Malay’s Vape Industry a “Wild West”, says Former Health MinisterArvin Peh
Khairy Jamaluddin, former Malaysian Health Minister, likens the unregulated vape industry to the “Wild West”.
Malaysia’s unregulated vape industry has been compared to the “Wild West” by former Health Minister Khairy Jamaluddin, who points out the complete lack of laws governing the sale and use of vape products in the country. “There were enforcement issues before, but we regularly acted against vape sales – especially to minors – and vape products could not be advertised. It’s now the Wild West in Malaysia as there is no enforcement because there are no laws against vapes,” he explained in a tweet on Monday, July 17.
Jamaluddin was responding to an episode of Al Jazeera’s 101 East documentary series that revealed six shops in Kuala Lumpur selling nicotine-based products to a young buyer who identified herself as new to vaping. The undercover investigation discovered that none of the stores asked the girl for identification to verify her age before selling her the highly addictive products, despite four of them having “18+” signs displayed.
The Health Ministry had previously stirred controversy on April 1 when it published a gazette that exempted nicotine liquids and gels used in e-cigarettes and vape products from poisons control. The move attracted widespread criticism from the public and various health groups. According to Jamaluddin, this exemption means that no action can be taken against the sale and marketing of vape products until a new law is introduced.
In response, three NGOs—the Malaysian Council for Tobacco Control, the Malaysian Green Lung Association, and Voice of the Children—have launched a judicial review to assess the decision.

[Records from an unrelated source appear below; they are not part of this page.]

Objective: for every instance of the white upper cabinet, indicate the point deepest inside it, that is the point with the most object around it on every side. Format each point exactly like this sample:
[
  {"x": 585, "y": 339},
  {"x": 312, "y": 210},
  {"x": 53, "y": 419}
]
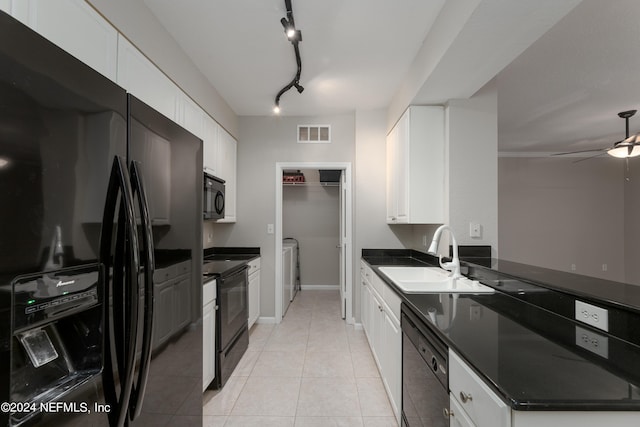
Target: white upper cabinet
[
  {"x": 226, "y": 169},
  {"x": 189, "y": 115},
  {"x": 74, "y": 26},
  {"x": 144, "y": 80},
  {"x": 210, "y": 146},
  {"x": 416, "y": 167}
]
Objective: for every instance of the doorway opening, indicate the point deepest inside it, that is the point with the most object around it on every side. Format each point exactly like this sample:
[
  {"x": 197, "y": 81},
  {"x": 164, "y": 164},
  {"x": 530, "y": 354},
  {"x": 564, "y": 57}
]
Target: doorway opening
[{"x": 337, "y": 186}]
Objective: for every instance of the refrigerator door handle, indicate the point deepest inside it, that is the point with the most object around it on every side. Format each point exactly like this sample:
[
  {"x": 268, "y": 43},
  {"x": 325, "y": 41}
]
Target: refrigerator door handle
[
  {"x": 124, "y": 268},
  {"x": 137, "y": 184}
]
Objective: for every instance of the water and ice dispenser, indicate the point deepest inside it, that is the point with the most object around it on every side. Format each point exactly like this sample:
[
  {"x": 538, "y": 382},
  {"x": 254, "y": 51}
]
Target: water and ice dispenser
[{"x": 56, "y": 344}]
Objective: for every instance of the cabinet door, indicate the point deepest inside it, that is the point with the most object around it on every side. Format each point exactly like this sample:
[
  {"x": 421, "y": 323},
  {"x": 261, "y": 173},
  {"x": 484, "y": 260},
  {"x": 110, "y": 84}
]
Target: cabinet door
[
  {"x": 227, "y": 152},
  {"x": 480, "y": 403},
  {"x": 162, "y": 314},
  {"x": 392, "y": 197},
  {"x": 210, "y": 146},
  {"x": 254, "y": 297},
  {"x": 365, "y": 308},
  {"x": 401, "y": 169},
  {"x": 143, "y": 79},
  {"x": 75, "y": 27},
  {"x": 392, "y": 359},
  {"x": 377, "y": 325},
  {"x": 182, "y": 304},
  {"x": 189, "y": 115},
  {"x": 208, "y": 342}
]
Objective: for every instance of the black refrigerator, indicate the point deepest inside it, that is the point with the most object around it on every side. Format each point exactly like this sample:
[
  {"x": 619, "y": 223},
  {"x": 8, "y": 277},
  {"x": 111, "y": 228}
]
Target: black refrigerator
[{"x": 100, "y": 248}]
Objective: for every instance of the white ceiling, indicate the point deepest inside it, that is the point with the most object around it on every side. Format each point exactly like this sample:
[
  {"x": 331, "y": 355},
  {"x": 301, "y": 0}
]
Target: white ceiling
[
  {"x": 354, "y": 53},
  {"x": 565, "y": 90},
  {"x": 562, "y": 93}
]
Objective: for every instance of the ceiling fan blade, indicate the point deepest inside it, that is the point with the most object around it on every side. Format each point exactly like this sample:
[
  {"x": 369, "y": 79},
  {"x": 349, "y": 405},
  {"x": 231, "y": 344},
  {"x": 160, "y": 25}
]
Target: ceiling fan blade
[
  {"x": 589, "y": 158},
  {"x": 581, "y": 151}
]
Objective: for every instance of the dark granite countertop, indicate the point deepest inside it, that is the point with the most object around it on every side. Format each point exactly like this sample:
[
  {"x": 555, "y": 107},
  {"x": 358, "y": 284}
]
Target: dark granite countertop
[
  {"x": 222, "y": 261},
  {"x": 527, "y": 354}
]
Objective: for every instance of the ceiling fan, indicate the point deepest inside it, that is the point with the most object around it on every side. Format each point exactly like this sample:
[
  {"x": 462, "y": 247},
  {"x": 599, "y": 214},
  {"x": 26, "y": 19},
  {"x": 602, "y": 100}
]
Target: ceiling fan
[{"x": 628, "y": 147}]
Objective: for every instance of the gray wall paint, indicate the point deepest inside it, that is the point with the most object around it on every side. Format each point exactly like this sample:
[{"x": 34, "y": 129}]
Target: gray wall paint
[
  {"x": 263, "y": 142},
  {"x": 472, "y": 179},
  {"x": 631, "y": 223},
  {"x": 311, "y": 215},
  {"x": 140, "y": 26},
  {"x": 554, "y": 213}
]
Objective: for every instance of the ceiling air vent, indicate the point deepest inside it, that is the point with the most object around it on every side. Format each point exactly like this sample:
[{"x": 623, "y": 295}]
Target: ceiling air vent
[{"x": 314, "y": 134}]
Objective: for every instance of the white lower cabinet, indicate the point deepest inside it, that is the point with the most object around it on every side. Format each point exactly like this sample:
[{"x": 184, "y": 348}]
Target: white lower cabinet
[
  {"x": 254, "y": 291},
  {"x": 457, "y": 416},
  {"x": 172, "y": 301},
  {"x": 482, "y": 406},
  {"x": 208, "y": 333},
  {"x": 382, "y": 328}
]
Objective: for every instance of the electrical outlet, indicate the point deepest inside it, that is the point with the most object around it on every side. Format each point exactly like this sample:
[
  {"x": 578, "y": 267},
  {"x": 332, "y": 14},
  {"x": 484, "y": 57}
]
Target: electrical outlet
[
  {"x": 592, "y": 341},
  {"x": 592, "y": 315}
]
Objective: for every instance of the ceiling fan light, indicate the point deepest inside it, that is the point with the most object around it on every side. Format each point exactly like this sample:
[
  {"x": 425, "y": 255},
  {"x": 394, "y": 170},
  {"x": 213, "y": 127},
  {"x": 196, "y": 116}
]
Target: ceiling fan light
[{"x": 622, "y": 151}]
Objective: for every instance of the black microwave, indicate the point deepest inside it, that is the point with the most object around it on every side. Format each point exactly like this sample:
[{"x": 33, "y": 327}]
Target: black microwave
[{"x": 213, "y": 197}]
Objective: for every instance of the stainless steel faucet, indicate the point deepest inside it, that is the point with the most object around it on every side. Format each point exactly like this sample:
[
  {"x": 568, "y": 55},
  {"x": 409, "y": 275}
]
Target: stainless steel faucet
[{"x": 454, "y": 265}]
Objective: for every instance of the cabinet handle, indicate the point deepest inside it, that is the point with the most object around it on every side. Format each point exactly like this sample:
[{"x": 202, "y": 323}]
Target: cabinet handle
[{"x": 465, "y": 397}]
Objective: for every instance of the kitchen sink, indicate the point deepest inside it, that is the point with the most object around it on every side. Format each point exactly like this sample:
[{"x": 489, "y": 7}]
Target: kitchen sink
[{"x": 431, "y": 280}]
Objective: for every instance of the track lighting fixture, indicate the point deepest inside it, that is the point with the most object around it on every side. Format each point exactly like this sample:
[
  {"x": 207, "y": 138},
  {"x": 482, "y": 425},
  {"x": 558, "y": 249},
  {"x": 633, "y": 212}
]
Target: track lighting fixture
[{"x": 295, "y": 37}]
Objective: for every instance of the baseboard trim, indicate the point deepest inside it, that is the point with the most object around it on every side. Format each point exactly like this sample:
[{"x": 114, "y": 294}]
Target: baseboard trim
[{"x": 320, "y": 287}]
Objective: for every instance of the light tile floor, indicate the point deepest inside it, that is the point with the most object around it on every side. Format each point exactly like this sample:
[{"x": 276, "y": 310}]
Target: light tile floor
[{"x": 311, "y": 370}]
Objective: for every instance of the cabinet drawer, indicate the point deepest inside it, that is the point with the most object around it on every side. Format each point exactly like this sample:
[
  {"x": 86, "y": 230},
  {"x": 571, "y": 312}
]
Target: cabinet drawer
[
  {"x": 482, "y": 405},
  {"x": 209, "y": 292},
  {"x": 366, "y": 271}
]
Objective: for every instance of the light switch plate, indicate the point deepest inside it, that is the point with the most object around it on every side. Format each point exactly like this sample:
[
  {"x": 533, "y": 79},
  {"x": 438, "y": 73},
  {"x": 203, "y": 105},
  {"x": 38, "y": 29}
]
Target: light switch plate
[
  {"x": 595, "y": 316},
  {"x": 592, "y": 341}
]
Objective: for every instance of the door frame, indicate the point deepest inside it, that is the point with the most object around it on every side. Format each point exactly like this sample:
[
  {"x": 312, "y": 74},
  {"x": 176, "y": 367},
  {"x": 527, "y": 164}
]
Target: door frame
[{"x": 348, "y": 212}]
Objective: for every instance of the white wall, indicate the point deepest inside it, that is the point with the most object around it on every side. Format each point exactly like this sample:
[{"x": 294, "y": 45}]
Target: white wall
[
  {"x": 140, "y": 26},
  {"x": 472, "y": 162},
  {"x": 555, "y": 213},
  {"x": 263, "y": 142}
]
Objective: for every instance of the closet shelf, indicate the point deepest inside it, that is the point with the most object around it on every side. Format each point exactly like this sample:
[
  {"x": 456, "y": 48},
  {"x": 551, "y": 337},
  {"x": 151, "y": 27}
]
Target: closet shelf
[{"x": 310, "y": 184}]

The groups have named Health Minister Dr. Zaliha Mustafa and the government as respondents and are seeking a court order to overturn Dr. Zaliha’s decision to amend the Poisons Act.
Dr. Zaliha has stated that the upcoming Tobacco Control Bill will regulate all smoking products, including nicotine liquids and gels used in e-cigarettes and vape products. The bill, also known as the generational end-game (GEG) bill, was tabled in the Dewan Rakyat last month and has been referred back to a Parliamentary committee for further review.